Już od wtorku politycy partii rządzącej sugerowali, że być może to wcale nie Andrzej Duda będzie kandydatem na Prezydenta RP w 2020 roku z ramienia Prawa i i Sprawiedliwości. Wszystko wskazuje na to, że plan ten faktycznie zagościł już w głowie Jarosława Kaczyńskiego.– Wydarzeń sprzed kilku dni nie da się po prostu wymazać. Poczucie zaskoczenia minęło. Prezydent ewidentnie zawiódł prezesa.
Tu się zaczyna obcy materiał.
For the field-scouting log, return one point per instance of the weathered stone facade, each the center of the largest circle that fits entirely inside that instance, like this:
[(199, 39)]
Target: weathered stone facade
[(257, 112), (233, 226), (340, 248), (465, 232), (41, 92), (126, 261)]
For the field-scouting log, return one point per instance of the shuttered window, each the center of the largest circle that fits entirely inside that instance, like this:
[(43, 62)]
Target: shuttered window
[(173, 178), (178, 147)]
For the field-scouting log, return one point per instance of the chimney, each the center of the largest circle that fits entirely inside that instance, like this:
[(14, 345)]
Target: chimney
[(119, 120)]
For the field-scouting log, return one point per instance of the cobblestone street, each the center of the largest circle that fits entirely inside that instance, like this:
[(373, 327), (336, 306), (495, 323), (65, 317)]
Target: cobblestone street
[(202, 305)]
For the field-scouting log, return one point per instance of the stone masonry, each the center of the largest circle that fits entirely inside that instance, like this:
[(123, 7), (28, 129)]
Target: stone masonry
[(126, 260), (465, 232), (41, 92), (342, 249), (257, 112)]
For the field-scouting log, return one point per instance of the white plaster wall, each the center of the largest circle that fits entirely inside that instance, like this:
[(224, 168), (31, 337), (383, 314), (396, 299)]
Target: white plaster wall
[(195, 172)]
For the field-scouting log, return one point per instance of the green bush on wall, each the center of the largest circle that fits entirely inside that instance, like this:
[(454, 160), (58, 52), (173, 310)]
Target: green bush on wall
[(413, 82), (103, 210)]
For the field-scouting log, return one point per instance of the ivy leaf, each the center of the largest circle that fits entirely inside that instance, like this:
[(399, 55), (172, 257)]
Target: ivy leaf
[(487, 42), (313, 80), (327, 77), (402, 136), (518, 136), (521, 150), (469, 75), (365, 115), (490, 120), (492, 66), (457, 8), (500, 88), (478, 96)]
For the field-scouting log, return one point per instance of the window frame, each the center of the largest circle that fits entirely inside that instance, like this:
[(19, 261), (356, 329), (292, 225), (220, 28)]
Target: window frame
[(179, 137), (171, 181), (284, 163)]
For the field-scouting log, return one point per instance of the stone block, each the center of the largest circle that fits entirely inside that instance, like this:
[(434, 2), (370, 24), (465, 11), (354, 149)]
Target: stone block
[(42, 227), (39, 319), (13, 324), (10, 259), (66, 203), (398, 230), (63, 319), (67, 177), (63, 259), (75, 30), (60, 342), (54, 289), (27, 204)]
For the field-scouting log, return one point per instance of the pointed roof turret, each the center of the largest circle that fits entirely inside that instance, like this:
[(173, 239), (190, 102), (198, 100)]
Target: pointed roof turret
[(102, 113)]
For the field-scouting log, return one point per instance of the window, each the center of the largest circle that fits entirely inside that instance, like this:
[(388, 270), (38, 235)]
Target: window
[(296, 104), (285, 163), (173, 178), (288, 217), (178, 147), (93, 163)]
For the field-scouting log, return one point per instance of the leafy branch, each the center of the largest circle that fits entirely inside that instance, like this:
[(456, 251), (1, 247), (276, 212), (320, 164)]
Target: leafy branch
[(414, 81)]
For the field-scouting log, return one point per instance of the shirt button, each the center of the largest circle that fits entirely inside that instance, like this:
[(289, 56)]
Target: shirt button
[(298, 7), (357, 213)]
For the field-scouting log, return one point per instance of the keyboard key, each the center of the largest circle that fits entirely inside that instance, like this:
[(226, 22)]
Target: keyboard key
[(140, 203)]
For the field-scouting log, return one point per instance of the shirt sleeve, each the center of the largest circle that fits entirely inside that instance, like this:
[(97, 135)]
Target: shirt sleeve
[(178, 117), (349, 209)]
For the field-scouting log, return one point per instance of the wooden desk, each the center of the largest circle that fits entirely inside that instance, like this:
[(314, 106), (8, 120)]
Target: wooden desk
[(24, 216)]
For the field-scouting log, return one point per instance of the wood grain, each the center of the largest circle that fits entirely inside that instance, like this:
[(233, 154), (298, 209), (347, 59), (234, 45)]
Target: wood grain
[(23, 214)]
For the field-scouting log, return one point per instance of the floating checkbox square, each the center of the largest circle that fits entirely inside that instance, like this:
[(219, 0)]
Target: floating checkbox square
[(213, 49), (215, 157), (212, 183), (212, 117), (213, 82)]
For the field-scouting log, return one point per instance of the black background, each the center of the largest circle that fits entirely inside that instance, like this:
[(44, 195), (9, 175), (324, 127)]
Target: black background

Choć mamy nadzieję, że po tym gradobiciu wyjdzie słońce. Ale Jarosław Kaczyński nigdy nie zapomina – powiedział anonimowo jeden z polityków Prawa i Sprawiedliwości.
Coraz głośniej mówi się, że to Beata Szydło wystartuje w wyborach prezydenckich w 2020 roku zamiast Andrzeja Dudy. Wersję tą po cichu potwierdzają już nawet politycy obozu rządzącego.
– Jest to jakaś koncepcja. Nie wiem, czy to plan, czy aeroplan – skomentował sprawę w swoim stylu Marek Suski.
Z kolei inni posłowie Prawa i Sprawiedliwości poza kamerami nie ukrywają, że decyzja została już podjęta w tej sprawie i nie jest ona dobra dla prezydenta Dudy.